Regular readers know that I am a big fan of LinkedIn. My interest, of course, has been in its database, which may be the most important biographical database ever created. But LinkedIn can’t rest on its laurels. That’s because it depends on user generated content, and the biggest threat to LinkedIn is if users start questioning its value. LinkedIn is already jokingly referred to by many as “the boring social network.” And while LinkedIn now benefits from lots of buzz and momentum, it needs to remain fresh in the eyes of users and give them a reason to interact with LinkedIn as frequently as possible, and to continue to deliver back some tangible value as well. LinkedIn thinks it can address all three of these requirements with content. As Deep Nishar, the company’s SVP of Products and User Experience puts it:

“We believe LinkedIn can be the definitive professional publishing platform – where all professionals come to consume content and where publishers come to share their content.”

So is LinkedIn positioning itself to become sort of an iTunes for professional content?

As of now, it’s hard to see how LinkedIn as a publishing platform will evolve – and the company itself may well not have a full vision.

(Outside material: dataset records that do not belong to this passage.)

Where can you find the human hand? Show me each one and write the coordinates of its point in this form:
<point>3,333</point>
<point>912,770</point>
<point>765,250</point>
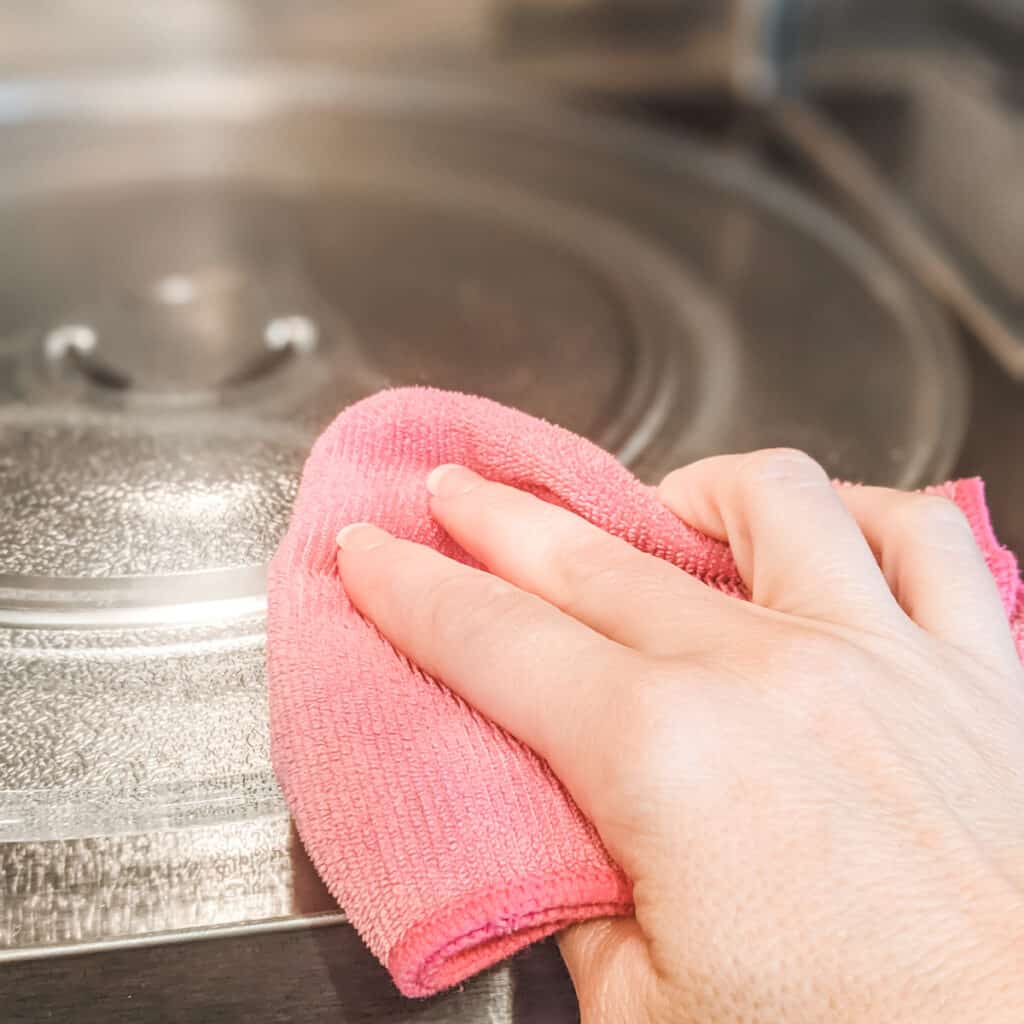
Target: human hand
<point>817,795</point>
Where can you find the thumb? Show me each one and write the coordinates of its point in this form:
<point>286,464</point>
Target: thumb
<point>609,965</point>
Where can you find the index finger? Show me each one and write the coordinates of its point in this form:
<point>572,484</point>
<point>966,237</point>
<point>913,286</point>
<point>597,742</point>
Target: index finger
<point>540,674</point>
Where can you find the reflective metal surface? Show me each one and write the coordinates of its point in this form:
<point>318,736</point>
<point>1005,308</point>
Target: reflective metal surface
<point>878,124</point>
<point>201,270</point>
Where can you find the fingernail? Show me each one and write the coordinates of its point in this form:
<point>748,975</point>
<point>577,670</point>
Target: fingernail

But I have already seen conference companies with their entire businesses based on LinkedIn groups. It’s entirely possible we will see new trade publications where the entire audience is composed of LinkedIn members, delivered via LinkedIn, with LinkedIn potentially supplying those members by somehow matching them to relevant publications.

But with this intriguing vision comes lots of equally intriguing – and potentially worrisome - questions. Will publishers be able to distribute advertising via the LinkedIn platform? Who will own the audience? Will LinkedIn seek transactional revenue of some sort from publishers? The more you look at it, the more you see the potential for a B2B ITunes Store, with all the attendant issues.

We may be at the early stages of a truly transformational shift in business and professional publishing as LinkedIn begins leveraging its massive audience of business people to move into content distribution. Exactly how it chooses to do so could have profound implications for B2B publishers.